Et c’est vrai que le ciel s’est s’éclairci.
D’abord, la reprise du trafic aérien est notable. En France, en Europe, et même incroyablement rapide aux USA comme Emmanuel et moi l’avons constaté en juillet lors de nos déplacements, les avions des lignes intérieures américaines, aux couleurs de United et Delta, étaient surbookés. Quant à Eurocontrol, il prévoit, d’ici la fin de l’année, 79 % du trafic d’avant la crise sanitaire.
Ensuite, je n’ai pas entendu un seul vacancier méditerranéen, ni un seul écologiste se plaindre de la pollution et du bruit générés par les Canadair, Dash 8 et autres hélicos qui volent non-stop depuis une semaine dans le sud de la France.
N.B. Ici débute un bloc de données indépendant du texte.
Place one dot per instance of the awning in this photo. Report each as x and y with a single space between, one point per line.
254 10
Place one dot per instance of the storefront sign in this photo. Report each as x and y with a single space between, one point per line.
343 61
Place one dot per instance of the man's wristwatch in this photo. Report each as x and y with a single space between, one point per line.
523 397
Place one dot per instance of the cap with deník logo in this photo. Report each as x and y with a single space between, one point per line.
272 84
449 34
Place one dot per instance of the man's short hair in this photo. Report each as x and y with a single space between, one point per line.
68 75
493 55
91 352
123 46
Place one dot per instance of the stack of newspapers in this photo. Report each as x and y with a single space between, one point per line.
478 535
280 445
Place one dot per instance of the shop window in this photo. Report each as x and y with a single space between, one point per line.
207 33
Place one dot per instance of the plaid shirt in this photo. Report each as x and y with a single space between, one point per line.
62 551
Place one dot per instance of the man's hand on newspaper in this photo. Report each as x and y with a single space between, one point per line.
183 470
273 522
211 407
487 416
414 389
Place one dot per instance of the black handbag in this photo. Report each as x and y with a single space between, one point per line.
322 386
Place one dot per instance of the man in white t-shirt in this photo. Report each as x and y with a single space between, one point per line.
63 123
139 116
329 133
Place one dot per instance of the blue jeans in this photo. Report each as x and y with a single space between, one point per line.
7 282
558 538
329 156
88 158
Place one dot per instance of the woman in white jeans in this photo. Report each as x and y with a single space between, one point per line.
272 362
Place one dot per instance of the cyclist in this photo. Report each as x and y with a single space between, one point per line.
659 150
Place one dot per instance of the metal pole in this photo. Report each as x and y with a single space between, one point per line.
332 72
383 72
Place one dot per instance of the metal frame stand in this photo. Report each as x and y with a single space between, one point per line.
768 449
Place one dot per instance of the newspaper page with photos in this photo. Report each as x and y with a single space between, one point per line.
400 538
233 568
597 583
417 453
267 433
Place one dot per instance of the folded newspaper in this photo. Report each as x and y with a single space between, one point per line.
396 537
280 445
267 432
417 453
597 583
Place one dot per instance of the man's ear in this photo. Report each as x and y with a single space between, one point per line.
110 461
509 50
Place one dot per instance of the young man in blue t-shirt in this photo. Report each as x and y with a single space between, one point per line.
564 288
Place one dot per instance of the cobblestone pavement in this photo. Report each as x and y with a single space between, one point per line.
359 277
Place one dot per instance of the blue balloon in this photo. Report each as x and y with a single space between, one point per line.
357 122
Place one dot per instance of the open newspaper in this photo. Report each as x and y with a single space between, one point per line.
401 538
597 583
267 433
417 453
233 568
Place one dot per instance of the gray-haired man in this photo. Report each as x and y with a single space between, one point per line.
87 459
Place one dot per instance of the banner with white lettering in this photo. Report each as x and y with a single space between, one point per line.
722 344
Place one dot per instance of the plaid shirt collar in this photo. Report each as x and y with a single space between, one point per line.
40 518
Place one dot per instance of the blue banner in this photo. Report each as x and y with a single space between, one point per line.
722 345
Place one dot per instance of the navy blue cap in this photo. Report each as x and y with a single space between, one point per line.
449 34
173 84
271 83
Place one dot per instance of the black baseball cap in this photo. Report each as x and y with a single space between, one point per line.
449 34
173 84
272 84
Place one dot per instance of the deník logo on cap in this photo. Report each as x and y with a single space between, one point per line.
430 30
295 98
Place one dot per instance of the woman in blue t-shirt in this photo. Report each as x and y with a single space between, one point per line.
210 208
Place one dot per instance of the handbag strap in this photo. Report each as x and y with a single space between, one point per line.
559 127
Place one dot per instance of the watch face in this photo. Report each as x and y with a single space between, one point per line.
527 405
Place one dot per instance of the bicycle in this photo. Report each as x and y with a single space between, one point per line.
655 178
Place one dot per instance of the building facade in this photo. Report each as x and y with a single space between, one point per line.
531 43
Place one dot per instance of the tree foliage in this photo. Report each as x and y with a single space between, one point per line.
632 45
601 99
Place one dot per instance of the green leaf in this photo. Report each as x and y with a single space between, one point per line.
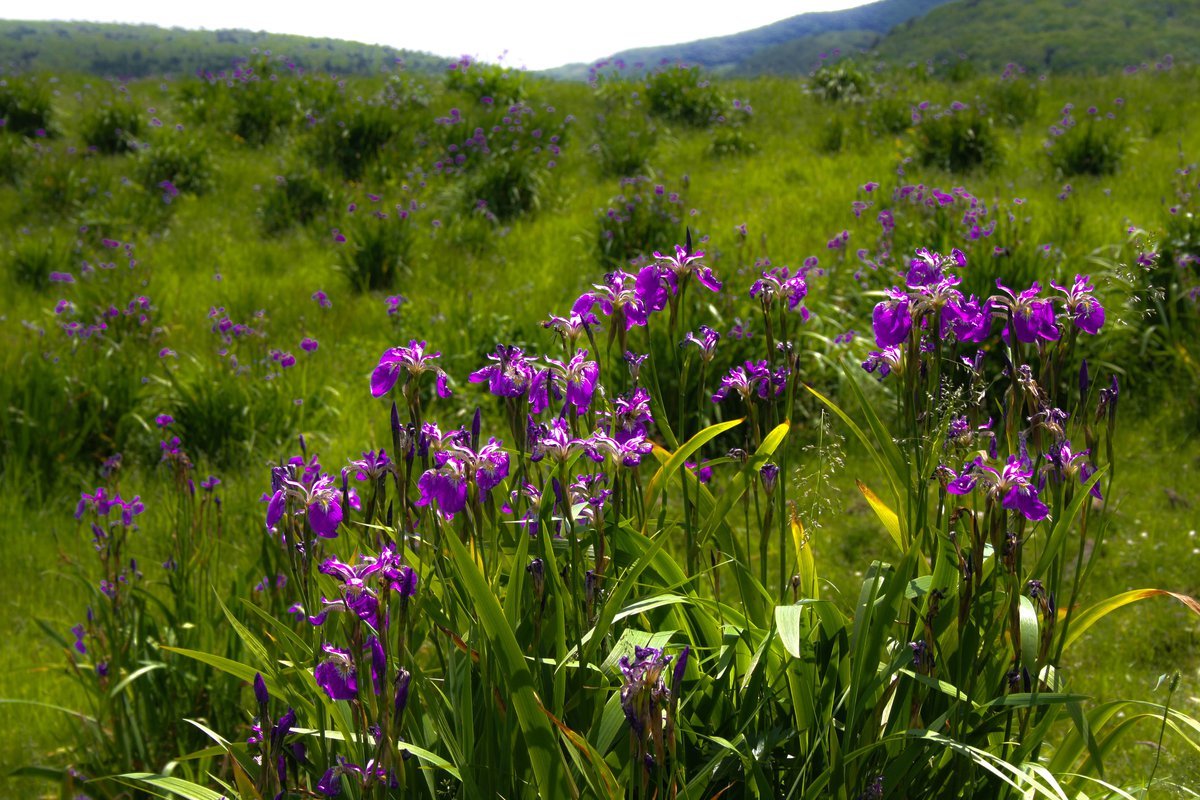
173 785
234 668
1030 638
133 675
677 461
791 624
1086 619
886 515
252 642
539 737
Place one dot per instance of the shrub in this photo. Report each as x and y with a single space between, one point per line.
295 198
642 214
840 83
375 247
958 139
112 128
33 259
501 85
24 107
177 161
1092 146
352 137
682 94
1014 98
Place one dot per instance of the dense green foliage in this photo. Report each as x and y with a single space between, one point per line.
240 263
130 52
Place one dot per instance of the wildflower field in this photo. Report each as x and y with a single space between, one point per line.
473 434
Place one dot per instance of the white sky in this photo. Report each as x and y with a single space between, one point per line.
535 34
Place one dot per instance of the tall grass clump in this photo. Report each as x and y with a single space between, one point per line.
684 95
959 138
25 107
1093 145
595 587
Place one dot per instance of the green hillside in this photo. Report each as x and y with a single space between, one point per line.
730 53
1056 35
147 50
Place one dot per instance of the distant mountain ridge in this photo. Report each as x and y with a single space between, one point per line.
849 28
119 50
1055 35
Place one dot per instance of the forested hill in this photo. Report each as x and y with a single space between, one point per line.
1047 35
142 50
1051 35
803 35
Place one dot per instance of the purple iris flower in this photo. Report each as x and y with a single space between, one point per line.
577 378
491 465
1083 307
336 674
371 465
321 501
892 319
779 283
970 320
412 359
617 296
645 691
753 378
1068 463
1032 317
571 326
706 342
630 415
683 264
445 482
654 286
514 376
628 452
555 440
1011 485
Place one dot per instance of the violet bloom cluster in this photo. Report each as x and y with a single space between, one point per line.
300 488
930 293
456 467
514 374
781 284
102 503
364 585
1011 485
631 299
413 360
754 378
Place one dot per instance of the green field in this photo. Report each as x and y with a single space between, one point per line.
210 227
Mieux, tous semblent regretter que cette armada, tant décriée dans son principe, ne puisse pas voler de nuit… Nul ne regrette non plus les évacuations sanitaires aériennes depuis les territoires ultramarins français, ni le pont aérien organisé pour permettre l’évacuation des ressortissants américains, australiens, européens et leurs alliés. Pas même Greta qui a peut-être enfin pigé qu’un trimaran, cela ne sert à se déplacer qu’en vacances et à condition d’en avoir les moyens.
Enfin, lors d’un déplacement de quelques jours à travers la France entre amis, copilote d’un PA-28, un tapis volant à l’échelle de la France – café et croissants le matin à Carcassonne, huîtres et langoustines à midi sur l’île d’Oléron et dîner en famille à Paris le soir –, nous avons remarqué que les fréquences des Services d’information de vol (SIV) étaient bien encombrées, nous avons même été impressionnés par la dextérité d’une contrôleuse de Paris Info et son modeste « merci » lorsqu’elle fut félicitée à juste titre par un pilote quittant la fréquence. Au sol, nous avons rencontré des pilotes masqués, mais aux yeux pétillants à l’idée d’un petit vol local, et un propriétaire enchanté de nous faire faire le tour de son TB20 à l’avionique rénovée, un nouvel arrivant à Vendée Air Park auquel il ne manque désormais qu’un Cessna 182 « pour être libre » .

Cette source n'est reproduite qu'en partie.